Scientists see if AstraZeneca vaccine can be used as a nasal spray

Scientists are set to study the effectiveness of the Oxford / AstraZeneca vaccine when administered with a nasal spray.

Oxford University will study the level of immune system responses produced by the vaccine using this delivery technique, as well as monitor safety and any side effects.

30 healthy volunteers from Oxford, ages 18 to 40, are given the vaccine via an intranasal sprayer, similar to many over-the-counter hay fever nasal sprays.

The Oxford AstraZeneca jab is currently being administered by intramuscular injection as part of the national rollout.

Dr. Sandy Douglas, who leads the study, said, “Some immunologists believe that delivering the vaccine to the site of infection may provide improved protection, especially against transmission and minor diseases.

“We hope that this small safety-oriented study will form the basis for future larger studies that will be needed to test whether administering the vaccine in this way protects against coronavirus infection.”

Dr. Douglas added, “There are a variety of people who find an intranasal delivery system more attractive, which may mean that vaccine intake is higher in these groups.

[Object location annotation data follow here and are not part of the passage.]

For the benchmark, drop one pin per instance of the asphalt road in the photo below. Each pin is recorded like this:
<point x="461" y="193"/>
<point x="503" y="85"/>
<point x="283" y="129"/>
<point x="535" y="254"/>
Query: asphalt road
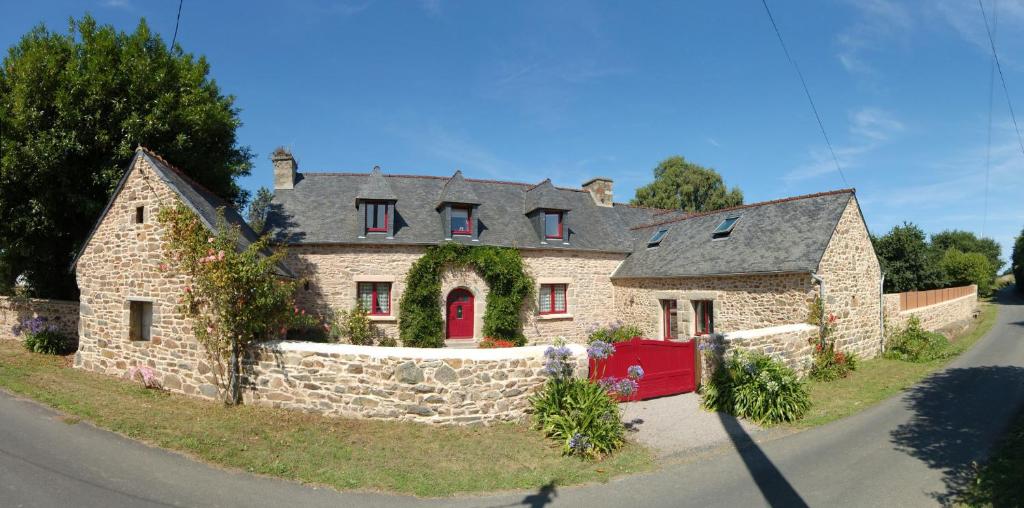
<point x="908" y="451"/>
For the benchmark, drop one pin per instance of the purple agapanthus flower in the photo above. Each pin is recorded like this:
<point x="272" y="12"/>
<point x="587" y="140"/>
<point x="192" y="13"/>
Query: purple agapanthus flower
<point x="635" y="372"/>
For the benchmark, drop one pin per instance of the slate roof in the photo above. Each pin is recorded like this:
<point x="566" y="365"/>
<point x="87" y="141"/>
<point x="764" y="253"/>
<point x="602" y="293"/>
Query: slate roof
<point x="194" y="195"/>
<point x="783" y="236"/>
<point x="321" y="210"/>
<point x="457" y="191"/>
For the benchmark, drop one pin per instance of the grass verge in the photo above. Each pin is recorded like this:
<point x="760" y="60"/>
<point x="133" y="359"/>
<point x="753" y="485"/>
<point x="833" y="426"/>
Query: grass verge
<point x="997" y="482"/>
<point x="878" y="379"/>
<point x="343" y="454"/>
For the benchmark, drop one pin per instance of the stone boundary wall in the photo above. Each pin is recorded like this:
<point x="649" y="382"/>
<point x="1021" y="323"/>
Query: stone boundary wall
<point x="435" y="386"/>
<point x="61" y="312"/>
<point x="933" y="316"/>
<point x="788" y="343"/>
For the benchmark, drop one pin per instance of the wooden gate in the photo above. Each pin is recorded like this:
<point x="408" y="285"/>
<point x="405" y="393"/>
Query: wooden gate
<point x="669" y="366"/>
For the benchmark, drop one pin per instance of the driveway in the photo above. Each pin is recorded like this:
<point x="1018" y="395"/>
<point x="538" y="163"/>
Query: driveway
<point x="907" y="451"/>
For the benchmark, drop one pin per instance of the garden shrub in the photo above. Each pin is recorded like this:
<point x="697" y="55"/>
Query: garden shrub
<point x="913" y="343"/>
<point x="43" y="337"/>
<point x="755" y="386"/>
<point x="616" y="332"/>
<point x="420" y="321"/>
<point x="583" y="416"/>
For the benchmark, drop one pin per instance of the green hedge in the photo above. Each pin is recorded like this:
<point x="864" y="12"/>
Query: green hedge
<point x="420" y="320"/>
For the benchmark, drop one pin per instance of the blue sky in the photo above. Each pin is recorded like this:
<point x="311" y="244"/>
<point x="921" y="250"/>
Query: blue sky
<point x="573" y="89"/>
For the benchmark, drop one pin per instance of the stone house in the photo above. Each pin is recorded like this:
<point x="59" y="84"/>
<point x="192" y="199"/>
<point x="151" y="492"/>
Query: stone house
<point x="352" y="237"/>
<point x="745" y="271"/>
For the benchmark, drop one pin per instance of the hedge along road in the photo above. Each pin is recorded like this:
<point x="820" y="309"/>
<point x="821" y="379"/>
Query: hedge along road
<point x="908" y="451"/>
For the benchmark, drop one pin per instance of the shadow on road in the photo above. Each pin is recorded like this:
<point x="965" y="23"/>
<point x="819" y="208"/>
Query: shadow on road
<point x="957" y="415"/>
<point x="775" y="489"/>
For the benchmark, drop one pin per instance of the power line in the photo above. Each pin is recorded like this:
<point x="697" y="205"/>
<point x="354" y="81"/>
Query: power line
<point x="807" y="92"/>
<point x="176" y="23"/>
<point x="1003" y="79"/>
<point x="991" y="93"/>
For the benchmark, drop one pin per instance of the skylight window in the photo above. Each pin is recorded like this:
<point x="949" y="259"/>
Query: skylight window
<point x="655" y="239"/>
<point x="725" y="227"/>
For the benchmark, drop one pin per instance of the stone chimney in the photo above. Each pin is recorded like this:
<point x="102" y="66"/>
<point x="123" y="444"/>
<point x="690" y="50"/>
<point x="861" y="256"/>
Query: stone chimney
<point x="600" y="189"/>
<point x="284" y="168"/>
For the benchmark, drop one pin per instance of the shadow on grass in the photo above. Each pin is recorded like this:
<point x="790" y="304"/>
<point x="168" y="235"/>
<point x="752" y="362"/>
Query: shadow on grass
<point x="957" y="416"/>
<point x="775" y="489"/>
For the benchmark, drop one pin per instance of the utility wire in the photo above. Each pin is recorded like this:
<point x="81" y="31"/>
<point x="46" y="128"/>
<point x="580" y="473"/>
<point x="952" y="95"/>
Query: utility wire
<point x="176" y="23"/>
<point x="991" y="93"/>
<point x="806" y="91"/>
<point x="1003" y="79"/>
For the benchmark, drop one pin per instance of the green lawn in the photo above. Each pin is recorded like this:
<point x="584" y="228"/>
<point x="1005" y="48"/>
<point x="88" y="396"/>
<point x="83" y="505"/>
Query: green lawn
<point x="343" y="454"/>
<point x="879" y="379"/>
<point x="998" y="481"/>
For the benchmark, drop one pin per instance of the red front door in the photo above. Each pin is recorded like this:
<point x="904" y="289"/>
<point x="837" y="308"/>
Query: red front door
<point x="460" y="314"/>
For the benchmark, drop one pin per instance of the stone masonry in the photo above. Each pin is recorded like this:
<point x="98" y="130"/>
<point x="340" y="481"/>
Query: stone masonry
<point x="122" y="263"/>
<point x="59" y="312"/>
<point x="437" y="386"/>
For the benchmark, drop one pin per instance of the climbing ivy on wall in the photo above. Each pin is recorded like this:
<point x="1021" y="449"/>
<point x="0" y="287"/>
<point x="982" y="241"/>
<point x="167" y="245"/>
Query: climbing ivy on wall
<point x="420" y="321"/>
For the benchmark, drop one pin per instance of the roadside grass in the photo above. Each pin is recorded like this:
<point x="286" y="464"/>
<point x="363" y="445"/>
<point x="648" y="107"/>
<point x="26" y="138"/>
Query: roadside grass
<point x="363" y="455"/>
<point x="997" y="482"/>
<point x="878" y="379"/>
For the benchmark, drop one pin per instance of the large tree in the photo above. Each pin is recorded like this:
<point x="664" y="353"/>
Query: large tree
<point x="73" y="109"/>
<point x="685" y="185"/>
<point x="967" y="242"/>
<point x="907" y="260"/>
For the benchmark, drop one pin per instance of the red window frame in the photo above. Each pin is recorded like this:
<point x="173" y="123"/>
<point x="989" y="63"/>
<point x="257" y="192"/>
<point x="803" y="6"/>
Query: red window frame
<point x="550" y="290"/>
<point x="668" y="307"/>
<point x="372" y="205"/>
<point x="374" y="302"/>
<point x="559" y="214"/>
<point x="469" y="221"/>
<point x="704" y="315"/>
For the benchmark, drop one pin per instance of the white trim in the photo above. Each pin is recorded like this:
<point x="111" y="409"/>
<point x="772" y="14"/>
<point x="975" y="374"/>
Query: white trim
<point x="420" y="352"/>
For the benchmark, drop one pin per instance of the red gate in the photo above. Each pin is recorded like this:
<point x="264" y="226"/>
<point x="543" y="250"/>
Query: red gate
<point x="668" y="366"/>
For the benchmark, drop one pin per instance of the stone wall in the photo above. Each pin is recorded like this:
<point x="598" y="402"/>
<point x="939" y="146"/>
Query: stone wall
<point x="436" y="386"/>
<point x="793" y="344"/>
<point x="122" y="263"/>
<point x="741" y="302"/>
<point x="933" y="316"/>
<point x="334" y="270"/>
<point x="59" y="312"/>
<point x="853" y="289"/>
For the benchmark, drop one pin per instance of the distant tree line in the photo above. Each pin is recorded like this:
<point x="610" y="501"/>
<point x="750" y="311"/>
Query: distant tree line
<point x="911" y="261"/>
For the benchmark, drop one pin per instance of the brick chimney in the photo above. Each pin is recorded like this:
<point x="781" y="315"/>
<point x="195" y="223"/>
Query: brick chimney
<point x="284" y="168"/>
<point x="600" y="189"/>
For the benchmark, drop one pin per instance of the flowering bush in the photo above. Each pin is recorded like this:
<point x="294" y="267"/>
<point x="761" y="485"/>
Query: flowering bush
<point x="756" y="386"/>
<point x="616" y="332"/>
<point x="145" y="376"/>
<point x="43" y="337"/>
<point x="491" y="343"/>
<point x="582" y="415"/>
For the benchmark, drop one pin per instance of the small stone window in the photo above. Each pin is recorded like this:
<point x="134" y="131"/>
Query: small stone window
<point x="139" y="321"/>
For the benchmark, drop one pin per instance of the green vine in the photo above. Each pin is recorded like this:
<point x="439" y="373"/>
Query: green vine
<point x="420" y="321"/>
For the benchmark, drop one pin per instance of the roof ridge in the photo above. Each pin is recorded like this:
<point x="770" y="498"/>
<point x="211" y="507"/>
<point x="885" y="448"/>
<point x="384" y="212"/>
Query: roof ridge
<point x="752" y="205"/>
<point x="181" y="173"/>
<point x="435" y="177"/>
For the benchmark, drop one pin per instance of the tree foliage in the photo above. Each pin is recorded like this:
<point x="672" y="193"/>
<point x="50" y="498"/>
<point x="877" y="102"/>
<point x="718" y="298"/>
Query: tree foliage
<point x="685" y="185"/>
<point x="1017" y="262"/>
<point x="258" y="209"/>
<point x="73" y="108"/>
<point x="420" y="322"/>
<point x="907" y="260"/>
<point x="233" y="297"/>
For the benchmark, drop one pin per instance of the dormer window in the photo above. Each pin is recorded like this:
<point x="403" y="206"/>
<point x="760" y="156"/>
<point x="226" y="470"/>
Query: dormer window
<point x="462" y="220"/>
<point x="725" y="227"/>
<point x="553" y="224"/>
<point x="377" y="216"/>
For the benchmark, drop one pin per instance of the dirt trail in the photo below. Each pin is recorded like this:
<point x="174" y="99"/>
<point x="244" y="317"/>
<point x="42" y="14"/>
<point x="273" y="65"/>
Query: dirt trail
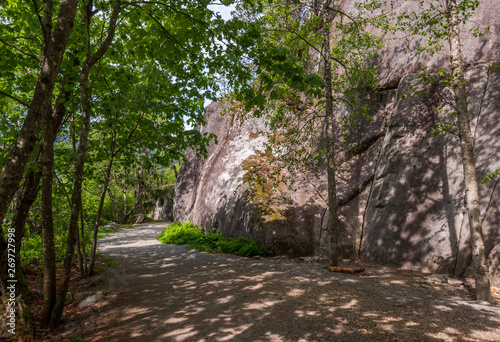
<point x="166" y="293"/>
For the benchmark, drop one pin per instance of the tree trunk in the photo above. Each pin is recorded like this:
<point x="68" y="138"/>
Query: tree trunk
<point x="330" y="141"/>
<point x="19" y="156"/>
<point x="116" y="210"/>
<point x="481" y="273"/>
<point x="49" y="253"/>
<point x="141" y="214"/>
<point x="101" y="205"/>
<point x="90" y="60"/>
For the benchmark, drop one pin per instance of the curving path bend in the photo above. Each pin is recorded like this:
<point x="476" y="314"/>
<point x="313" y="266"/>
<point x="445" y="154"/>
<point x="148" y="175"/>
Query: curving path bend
<point x="167" y="293"/>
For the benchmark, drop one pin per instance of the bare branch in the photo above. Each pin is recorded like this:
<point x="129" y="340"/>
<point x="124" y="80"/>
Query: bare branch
<point x="22" y="51"/>
<point x="15" y="99"/>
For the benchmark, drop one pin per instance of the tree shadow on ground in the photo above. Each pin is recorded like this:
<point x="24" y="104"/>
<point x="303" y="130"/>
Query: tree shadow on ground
<point x="178" y="295"/>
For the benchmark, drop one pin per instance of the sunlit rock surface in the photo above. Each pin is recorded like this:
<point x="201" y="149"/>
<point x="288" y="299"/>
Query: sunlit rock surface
<point x="400" y="189"/>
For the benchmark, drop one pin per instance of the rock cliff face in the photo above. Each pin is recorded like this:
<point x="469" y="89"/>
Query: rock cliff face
<point x="400" y="189"/>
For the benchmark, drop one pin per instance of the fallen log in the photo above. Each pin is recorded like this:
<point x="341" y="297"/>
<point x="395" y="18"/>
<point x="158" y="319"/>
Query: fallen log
<point x="346" y="269"/>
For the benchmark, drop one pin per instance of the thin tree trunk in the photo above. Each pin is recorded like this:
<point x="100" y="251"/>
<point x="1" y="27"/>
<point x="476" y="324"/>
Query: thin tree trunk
<point x="101" y="205"/>
<point x="141" y="215"/>
<point x="49" y="253"/>
<point x="330" y="141"/>
<point x="481" y="273"/>
<point x="90" y="60"/>
<point x="116" y="210"/>
<point x="18" y="158"/>
<point x="81" y="247"/>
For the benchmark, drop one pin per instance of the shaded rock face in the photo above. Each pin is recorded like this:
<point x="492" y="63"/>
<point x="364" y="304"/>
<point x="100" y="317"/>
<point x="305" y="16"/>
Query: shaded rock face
<point x="218" y="192"/>
<point x="163" y="209"/>
<point x="400" y="189"/>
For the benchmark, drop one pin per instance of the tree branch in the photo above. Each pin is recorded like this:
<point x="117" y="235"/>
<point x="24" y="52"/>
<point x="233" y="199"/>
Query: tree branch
<point x="22" y="51"/>
<point x="15" y="99"/>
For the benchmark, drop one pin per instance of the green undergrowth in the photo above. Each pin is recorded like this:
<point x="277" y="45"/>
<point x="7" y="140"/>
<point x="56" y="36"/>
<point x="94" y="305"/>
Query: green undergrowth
<point x="103" y="231"/>
<point x="187" y="233"/>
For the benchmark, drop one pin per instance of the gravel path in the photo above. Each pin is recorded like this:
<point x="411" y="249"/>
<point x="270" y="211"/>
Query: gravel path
<point x="166" y="293"/>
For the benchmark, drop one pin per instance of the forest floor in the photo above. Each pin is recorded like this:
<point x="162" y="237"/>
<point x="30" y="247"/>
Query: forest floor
<point x="167" y="293"/>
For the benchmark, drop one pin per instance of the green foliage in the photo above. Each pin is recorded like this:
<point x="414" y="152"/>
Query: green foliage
<point x="32" y="251"/>
<point x="190" y="234"/>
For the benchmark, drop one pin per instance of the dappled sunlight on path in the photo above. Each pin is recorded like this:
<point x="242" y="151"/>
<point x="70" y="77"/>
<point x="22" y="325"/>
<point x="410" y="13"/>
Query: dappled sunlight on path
<point x="172" y="294"/>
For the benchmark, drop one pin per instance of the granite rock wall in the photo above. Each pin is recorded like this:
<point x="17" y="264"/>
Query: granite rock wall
<point x="400" y="191"/>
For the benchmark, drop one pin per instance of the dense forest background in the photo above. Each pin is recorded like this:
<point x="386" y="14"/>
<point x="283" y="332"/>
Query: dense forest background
<point x="96" y="97"/>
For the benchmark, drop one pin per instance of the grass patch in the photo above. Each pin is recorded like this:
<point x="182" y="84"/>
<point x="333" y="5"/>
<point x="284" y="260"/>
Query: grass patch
<point x="190" y="234"/>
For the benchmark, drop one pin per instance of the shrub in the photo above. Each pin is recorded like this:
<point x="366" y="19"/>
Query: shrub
<point x="190" y="234"/>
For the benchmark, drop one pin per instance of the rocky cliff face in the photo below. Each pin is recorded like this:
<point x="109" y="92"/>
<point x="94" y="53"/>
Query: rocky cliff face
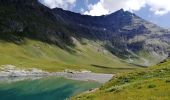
<point x="122" y="33"/>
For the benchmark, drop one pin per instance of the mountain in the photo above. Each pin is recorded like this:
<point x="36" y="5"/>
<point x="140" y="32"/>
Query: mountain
<point x="119" y="39"/>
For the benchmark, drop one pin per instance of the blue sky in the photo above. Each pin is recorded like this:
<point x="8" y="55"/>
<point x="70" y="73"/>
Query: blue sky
<point x="156" y="11"/>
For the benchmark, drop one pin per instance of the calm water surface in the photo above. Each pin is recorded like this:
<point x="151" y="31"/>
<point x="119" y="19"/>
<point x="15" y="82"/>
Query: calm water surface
<point x="49" y="88"/>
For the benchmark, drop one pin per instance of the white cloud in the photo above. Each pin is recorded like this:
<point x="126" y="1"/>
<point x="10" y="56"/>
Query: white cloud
<point x="158" y="7"/>
<point x="96" y="10"/>
<point x="65" y="4"/>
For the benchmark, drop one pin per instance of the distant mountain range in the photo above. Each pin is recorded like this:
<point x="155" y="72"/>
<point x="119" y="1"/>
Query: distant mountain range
<point x="122" y="33"/>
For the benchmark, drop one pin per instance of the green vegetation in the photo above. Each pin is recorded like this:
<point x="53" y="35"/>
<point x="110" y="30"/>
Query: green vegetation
<point x="150" y="84"/>
<point x="36" y="54"/>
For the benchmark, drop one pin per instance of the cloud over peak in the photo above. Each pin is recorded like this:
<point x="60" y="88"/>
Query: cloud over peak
<point x="158" y="7"/>
<point x="65" y="4"/>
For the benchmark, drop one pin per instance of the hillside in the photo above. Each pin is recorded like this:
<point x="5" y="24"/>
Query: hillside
<point x="32" y="35"/>
<point x="150" y="84"/>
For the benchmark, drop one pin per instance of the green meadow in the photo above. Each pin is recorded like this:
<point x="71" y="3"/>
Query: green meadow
<point x="49" y="57"/>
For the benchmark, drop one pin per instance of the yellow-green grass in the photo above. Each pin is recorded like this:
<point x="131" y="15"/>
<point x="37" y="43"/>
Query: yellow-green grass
<point x="36" y="54"/>
<point x="150" y="84"/>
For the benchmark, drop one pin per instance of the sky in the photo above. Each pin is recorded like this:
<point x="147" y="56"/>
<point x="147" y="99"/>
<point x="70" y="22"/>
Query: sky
<point x="156" y="11"/>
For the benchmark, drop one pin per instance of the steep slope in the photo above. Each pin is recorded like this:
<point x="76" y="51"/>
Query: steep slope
<point x="153" y="83"/>
<point x="56" y="39"/>
<point x="122" y="33"/>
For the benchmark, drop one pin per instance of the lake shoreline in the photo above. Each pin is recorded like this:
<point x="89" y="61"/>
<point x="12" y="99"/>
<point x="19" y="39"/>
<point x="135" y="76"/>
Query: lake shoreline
<point x="10" y="71"/>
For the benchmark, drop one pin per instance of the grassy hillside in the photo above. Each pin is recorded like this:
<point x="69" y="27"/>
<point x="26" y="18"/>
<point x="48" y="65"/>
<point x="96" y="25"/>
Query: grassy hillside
<point x="36" y="54"/>
<point x="150" y="84"/>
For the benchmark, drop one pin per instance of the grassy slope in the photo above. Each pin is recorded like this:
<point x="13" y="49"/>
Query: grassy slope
<point x="51" y="58"/>
<point x="150" y="84"/>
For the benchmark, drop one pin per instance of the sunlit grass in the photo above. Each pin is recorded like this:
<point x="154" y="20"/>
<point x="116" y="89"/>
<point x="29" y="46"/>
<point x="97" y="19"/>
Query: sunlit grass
<point x="36" y="54"/>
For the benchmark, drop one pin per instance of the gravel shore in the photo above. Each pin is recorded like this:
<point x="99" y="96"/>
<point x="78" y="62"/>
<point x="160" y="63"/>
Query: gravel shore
<point x="10" y="71"/>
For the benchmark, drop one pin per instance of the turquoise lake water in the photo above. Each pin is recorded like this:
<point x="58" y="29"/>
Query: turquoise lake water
<point x="49" y="88"/>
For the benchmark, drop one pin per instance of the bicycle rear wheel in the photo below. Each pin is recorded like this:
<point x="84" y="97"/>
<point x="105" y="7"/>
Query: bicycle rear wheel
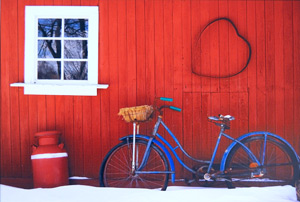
<point x="279" y="167"/>
<point x="116" y="168"/>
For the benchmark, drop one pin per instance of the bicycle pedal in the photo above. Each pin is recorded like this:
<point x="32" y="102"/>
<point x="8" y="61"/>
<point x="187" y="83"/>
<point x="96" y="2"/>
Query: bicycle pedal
<point x="188" y="182"/>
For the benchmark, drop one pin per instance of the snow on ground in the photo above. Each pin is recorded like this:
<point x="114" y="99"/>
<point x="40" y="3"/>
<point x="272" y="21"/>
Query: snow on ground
<point x="83" y="193"/>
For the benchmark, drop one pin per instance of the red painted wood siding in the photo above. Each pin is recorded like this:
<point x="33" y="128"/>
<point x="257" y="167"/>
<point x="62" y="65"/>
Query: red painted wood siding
<point x="145" y="50"/>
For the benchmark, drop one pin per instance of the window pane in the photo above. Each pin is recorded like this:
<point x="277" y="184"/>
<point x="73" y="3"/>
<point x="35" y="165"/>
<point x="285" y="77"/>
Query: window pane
<point x="76" y="49"/>
<point x="49" y="49"/>
<point x="76" y="70"/>
<point x="49" y="69"/>
<point x="49" y="27"/>
<point x="76" y="27"/>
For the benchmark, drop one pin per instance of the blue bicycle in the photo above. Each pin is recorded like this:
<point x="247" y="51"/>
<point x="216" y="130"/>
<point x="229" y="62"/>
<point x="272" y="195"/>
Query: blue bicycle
<point x="141" y="161"/>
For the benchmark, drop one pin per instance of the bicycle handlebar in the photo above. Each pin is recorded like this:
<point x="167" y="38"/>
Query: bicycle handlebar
<point x="165" y="106"/>
<point x="166" y="99"/>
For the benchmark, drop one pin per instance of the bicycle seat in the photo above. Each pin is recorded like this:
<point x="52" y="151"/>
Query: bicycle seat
<point x="221" y="118"/>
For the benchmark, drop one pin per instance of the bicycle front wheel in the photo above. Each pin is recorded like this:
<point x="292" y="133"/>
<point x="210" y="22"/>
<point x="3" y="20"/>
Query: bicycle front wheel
<point x="116" y="169"/>
<point x="279" y="165"/>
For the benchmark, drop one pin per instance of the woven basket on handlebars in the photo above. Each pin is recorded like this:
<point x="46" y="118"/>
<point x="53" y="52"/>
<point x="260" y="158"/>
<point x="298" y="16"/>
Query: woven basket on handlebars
<point x="136" y="114"/>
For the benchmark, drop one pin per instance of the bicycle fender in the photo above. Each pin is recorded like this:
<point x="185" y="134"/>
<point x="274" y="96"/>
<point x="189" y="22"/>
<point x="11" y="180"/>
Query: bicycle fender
<point x="161" y="146"/>
<point x="227" y="151"/>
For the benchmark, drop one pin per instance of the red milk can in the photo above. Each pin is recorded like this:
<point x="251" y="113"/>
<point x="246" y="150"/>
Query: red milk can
<point x="49" y="161"/>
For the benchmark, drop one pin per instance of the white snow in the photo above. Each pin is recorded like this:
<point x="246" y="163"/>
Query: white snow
<point x="82" y="193"/>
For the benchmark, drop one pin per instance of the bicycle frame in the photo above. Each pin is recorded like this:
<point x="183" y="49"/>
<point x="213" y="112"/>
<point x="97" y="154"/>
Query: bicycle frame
<point x="169" y="147"/>
<point x="160" y="122"/>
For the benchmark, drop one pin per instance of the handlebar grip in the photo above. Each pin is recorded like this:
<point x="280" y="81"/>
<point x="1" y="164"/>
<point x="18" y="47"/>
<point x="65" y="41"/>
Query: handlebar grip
<point x="175" y="108"/>
<point x="166" y="99"/>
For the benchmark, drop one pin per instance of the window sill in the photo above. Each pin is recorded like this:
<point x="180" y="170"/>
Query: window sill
<point x="58" y="89"/>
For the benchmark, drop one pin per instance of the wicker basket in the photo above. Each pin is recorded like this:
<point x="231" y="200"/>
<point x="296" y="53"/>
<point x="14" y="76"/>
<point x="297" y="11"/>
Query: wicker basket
<point x="136" y="114"/>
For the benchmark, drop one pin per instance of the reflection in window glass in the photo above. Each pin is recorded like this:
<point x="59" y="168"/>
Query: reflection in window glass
<point x="49" y="69"/>
<point x="49" y="27"/>
<point x="76" y="27"/>
<point x="76" y="49"/>
<point x="49" y="49"/>
<point x="75" y="70"/>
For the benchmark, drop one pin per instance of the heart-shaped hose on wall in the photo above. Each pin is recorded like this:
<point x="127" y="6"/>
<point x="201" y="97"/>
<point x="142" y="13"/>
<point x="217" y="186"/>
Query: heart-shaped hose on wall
<point x="218" y="52"/>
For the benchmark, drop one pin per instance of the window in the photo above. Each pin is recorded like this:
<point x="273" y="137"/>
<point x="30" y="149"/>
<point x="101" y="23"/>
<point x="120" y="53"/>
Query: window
<point x="61" y="50"/>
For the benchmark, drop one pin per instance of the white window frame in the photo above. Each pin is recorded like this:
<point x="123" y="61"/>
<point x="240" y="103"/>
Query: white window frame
<point x="32" y="85"/>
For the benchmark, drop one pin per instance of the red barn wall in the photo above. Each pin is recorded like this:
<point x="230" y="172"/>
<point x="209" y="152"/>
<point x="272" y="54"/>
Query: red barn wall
<point x="146" y="50"/>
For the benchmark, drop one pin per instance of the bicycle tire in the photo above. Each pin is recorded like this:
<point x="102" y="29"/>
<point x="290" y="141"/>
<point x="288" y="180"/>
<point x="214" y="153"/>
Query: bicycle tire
<point x="116" y="169"/>
<point x="280" y="166"/>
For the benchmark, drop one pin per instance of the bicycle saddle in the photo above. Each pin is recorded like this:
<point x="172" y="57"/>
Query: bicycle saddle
<point x="221" y="118"/>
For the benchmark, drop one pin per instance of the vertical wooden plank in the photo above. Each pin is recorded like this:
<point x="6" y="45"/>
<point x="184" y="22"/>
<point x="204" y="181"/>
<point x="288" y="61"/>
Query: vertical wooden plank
<point x="60" y="115"/>
<point x="224" y="46"/>
<point x="140" y="52"/>
<point x="233" y="41"/>
<point x="279" y="70"/>
<point x="6" y="153"/>
<point x="195" y="83"/>
<point x="205" y="19"/>
<point x="69" y="132"/>
<point x="288" y="65"/>
<point x="50" y="112"/>
<point x="187" y="43"/>
<point x="14" y="92"/>
<point x="87" y="134"/>
<point x="260" y="64"/>
<point x="242" y="54"/>
<point x="114" y="71"/>
<point x="104" y="75"/>
<point x="78" y="139"/>
<point x="296" y="29"/>
<point x="95" y="142"/>
<point x="42" y="118"/>
<point x="251" y="28"/>
<point x="270" y="66"/>
<point x="159" y="53"/>
<point x="123" y="69"/>
<point x="188" y="125"/>
<point x="206" y="136"/>
<point x="76" y="2"/>
<point x="168" y="68"/>
<point x="234" y="111"/>
<point x="25" y="138"/>
<point x="214" y="44"/>
<point x="175" y="59"/>
<point x="150" y="37"/>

‘It could also have practical benefits – nasal sprays have been used successfully for other vaccines, such as the flu vaccine used in UK schools.’

Dr. Meera Madhavan, Senior Clinical Assistant at Jenner Institute, said, “This study will help us understand the safety and side effects of administering the Oxford / AstraZeneca Covid-19 vaccine through nasal spray.

“This is an important first step in expanding our range of options to contain the global spread and impact of Covid-19.”

Professor Adrian Hill, director of the Jenner Institute, said the results could show how effective the vaccine is in preventing episodes of disease and asymptomatic infections, and potentially helping to reduce transmission.